CUNY’s successful Accelerated Study in Associate Programs (ASAP) initiative, a comprehensive program that has significantly boosted associate degree graduation rates, should be considered as a model for a national higher-education policy to fight poverty through educational attainment, according to an article co-authored by CUNY ASAP leaders and the Mayor’s Office for Economic Opportunity.
“Bringing ASAP to national scale could be a transformative anti-poverty strategy with broad social and economic effects,” the article states. “Millions of students attend America’s community colleges every year with aspirations to create a better life for themselves and their families by earning a college degree. They deserve nothing less than the country’s collective best efforts to help them realize these goals building on proven, evidence-based practice.”
Published in the RSF: The Russell Sage Foundation Journal of Social Sciences, the article, “Postsecondary Pathways Out of Poverty: City University of New York Accelerated Study in Associate Programs and the Case for National Policy” is co-authored by Diana Strumbos, Director for Research and Evaluation for ASAP; Donna Linderman, Interim Associate Vice Chancellor for Academic Affairs; and Carson C. Hicks, Deputy Executive Director of the Mayor’s Office for Economic Opportunity.
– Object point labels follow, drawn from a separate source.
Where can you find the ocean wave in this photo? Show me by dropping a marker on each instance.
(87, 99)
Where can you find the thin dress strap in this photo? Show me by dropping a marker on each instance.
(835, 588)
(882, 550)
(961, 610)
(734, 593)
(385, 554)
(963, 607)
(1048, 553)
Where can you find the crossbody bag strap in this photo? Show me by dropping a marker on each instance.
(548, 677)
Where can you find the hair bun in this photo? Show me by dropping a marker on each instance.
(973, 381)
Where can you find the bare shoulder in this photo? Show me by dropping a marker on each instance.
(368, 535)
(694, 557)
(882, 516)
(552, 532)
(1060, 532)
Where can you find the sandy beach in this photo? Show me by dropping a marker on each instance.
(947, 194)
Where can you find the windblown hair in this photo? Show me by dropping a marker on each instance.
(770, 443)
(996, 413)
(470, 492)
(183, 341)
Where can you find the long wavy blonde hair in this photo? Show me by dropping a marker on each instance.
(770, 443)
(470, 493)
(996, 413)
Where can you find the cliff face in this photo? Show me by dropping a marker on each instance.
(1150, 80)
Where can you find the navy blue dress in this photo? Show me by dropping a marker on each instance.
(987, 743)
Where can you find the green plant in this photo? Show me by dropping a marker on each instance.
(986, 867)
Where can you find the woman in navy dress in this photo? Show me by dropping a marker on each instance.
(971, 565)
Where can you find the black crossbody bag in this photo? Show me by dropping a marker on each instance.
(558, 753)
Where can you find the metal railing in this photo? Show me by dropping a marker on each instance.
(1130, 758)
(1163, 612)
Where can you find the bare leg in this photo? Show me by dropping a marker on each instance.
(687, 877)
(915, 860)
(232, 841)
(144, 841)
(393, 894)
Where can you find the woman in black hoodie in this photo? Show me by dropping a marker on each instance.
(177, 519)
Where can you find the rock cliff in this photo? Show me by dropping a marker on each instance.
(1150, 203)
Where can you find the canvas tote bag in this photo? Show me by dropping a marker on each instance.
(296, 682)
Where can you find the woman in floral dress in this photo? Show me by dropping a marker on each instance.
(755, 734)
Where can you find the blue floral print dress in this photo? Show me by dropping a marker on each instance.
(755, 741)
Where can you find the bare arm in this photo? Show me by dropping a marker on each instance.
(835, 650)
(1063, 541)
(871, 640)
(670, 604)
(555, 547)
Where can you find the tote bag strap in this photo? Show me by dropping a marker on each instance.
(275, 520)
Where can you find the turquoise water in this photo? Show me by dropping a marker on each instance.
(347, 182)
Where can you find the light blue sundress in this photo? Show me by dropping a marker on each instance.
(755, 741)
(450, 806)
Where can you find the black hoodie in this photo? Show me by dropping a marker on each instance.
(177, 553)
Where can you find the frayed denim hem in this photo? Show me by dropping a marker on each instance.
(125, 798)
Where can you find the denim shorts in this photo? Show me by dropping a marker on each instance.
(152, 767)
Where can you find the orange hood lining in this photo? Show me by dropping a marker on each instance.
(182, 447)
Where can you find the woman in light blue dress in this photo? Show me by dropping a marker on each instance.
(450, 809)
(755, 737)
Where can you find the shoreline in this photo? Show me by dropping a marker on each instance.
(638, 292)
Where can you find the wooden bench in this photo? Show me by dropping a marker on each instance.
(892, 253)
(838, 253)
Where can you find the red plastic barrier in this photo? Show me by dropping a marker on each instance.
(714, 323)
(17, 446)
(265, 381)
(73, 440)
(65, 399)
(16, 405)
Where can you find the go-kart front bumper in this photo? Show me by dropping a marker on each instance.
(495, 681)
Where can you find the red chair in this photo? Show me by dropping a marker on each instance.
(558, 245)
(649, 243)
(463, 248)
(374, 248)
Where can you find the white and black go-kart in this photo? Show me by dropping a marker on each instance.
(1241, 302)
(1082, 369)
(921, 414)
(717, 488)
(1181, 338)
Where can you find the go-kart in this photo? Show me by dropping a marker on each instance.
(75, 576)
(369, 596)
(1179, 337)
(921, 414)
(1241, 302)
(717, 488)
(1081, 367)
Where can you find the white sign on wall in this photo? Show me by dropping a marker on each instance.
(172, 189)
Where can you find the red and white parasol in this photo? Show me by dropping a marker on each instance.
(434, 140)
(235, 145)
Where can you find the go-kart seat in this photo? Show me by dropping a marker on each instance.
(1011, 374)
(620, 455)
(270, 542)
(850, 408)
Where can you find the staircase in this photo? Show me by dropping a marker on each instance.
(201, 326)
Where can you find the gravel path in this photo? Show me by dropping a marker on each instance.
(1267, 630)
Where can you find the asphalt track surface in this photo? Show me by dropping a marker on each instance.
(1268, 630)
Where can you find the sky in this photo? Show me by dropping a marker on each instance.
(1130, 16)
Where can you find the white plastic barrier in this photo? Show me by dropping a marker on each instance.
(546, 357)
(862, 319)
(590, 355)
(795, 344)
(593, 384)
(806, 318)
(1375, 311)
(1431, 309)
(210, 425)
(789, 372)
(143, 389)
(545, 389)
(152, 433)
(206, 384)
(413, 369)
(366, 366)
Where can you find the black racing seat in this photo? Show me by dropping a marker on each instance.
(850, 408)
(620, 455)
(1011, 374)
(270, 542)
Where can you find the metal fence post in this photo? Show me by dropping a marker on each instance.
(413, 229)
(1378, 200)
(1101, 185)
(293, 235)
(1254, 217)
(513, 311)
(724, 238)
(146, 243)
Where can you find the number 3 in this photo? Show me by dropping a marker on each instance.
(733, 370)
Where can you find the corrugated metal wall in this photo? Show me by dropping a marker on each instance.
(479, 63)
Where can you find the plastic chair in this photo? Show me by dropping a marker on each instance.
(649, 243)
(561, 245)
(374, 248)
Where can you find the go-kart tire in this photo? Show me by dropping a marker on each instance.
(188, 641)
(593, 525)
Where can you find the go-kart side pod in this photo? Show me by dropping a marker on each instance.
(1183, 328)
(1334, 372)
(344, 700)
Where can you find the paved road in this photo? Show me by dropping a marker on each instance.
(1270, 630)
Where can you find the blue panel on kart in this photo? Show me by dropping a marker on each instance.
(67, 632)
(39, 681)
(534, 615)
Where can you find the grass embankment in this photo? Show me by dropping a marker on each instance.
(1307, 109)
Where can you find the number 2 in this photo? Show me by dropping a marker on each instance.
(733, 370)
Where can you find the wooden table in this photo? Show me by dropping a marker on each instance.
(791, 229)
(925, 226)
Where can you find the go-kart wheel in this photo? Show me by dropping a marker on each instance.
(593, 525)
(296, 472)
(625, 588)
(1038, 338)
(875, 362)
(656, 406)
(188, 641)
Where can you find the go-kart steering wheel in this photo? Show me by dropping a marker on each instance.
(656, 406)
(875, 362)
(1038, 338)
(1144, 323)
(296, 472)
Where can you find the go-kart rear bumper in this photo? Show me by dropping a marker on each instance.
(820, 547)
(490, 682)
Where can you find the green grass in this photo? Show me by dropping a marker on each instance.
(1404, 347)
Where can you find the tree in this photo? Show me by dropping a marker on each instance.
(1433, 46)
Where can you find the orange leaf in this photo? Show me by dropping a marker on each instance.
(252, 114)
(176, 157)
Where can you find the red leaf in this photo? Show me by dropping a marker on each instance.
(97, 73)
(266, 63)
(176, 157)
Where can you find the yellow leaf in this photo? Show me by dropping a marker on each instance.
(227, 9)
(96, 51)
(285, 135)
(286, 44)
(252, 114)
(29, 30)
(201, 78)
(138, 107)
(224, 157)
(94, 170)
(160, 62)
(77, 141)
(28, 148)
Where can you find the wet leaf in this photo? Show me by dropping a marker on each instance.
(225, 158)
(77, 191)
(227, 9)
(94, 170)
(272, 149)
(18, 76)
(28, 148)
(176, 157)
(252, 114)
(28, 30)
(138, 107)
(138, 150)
The article details a set of policy recommendations based on ASAP that could be implemented at a national scale.
“ASAP is an extraordinary program that has worked so well at CUNY that we are expanding it to 25,000 students by the 2018-19 academic year, are converting Bronx Community College to an ASAP institution for first-time, full-time freshmen, and have piloted a promising senior college version based on ASAP principles, Accelerate Complete Engage (ACE), at John Jay College for Criminal Justice, said Chancellor James B. Milliken.
“This proposal to recognize ASAP as the national model for attacking unacceptably low community-college graduation rates nationwide is an important and sensible contribution to efforts to fight poverty and increase college completion, which directly correlates to economic opportunity.”
The article’s authors note that the U.S. Department of Education has recognized ASAP as “an example of a promising intervention to increase low-income student success,” and say that members of the House Committee on Education and the Workforce announced a bill in September 2017, the Community College Student Success Act, to fund community colleges to “develop and implement programs modeled after ASAP to improve degree completion.” A national-level policy based on the ASAP model could be funded in several ways, including federal grants, that states or institutions could seek to implement or adapt ASAP-like programs, according to the article.
ASAP has sharply increased three-year associate degree attainment. The article notes that an analysis of the most recent five cohorts – Fall 2009, Spring 2010, Fall 2010, Fall 2011, and Fall 2012 – found that ASAP students had a three-year graduation rate of 52.4 percent, 25.6 percentage points higher than the comparison group’s rate of 26.8 percent. At CUNY overall, the systemwide, three-year graduation rate at the community colleges has risen to 21.9% (Fall 2013 cohort) from 13.3% in the year before ASAP launched (Fall 2006 cohort), in part due to the growth and success of ASAP.
The City University of New York is the nation’s leading urban public university. Founded in 1847, CUNY counts 13 Nobel Prize and 23 MacArthur (“Genius”) grant winners among its alumni. CUNY students, alumni and faculty have garnered scores of other prestigious honors over the years in recognition of historic contributions to the advancement of the sciences, business, the arts and myriad other fields. The University comprises 24 institutions: 11 senior colleges, seven community colleges, William E. Macaulay Honors College at CUNY, CUNY Graduate Center, CUNY Graduate School of Journalism, CUNY School of Law, CUNY School of Professional Studies and CUNY Graduate School of Public Health and Health Policy. The University serves more than 272,000 degree-seeking students. CUNY offers online baccalaureate and master’s degrees through the School of Professional Studies.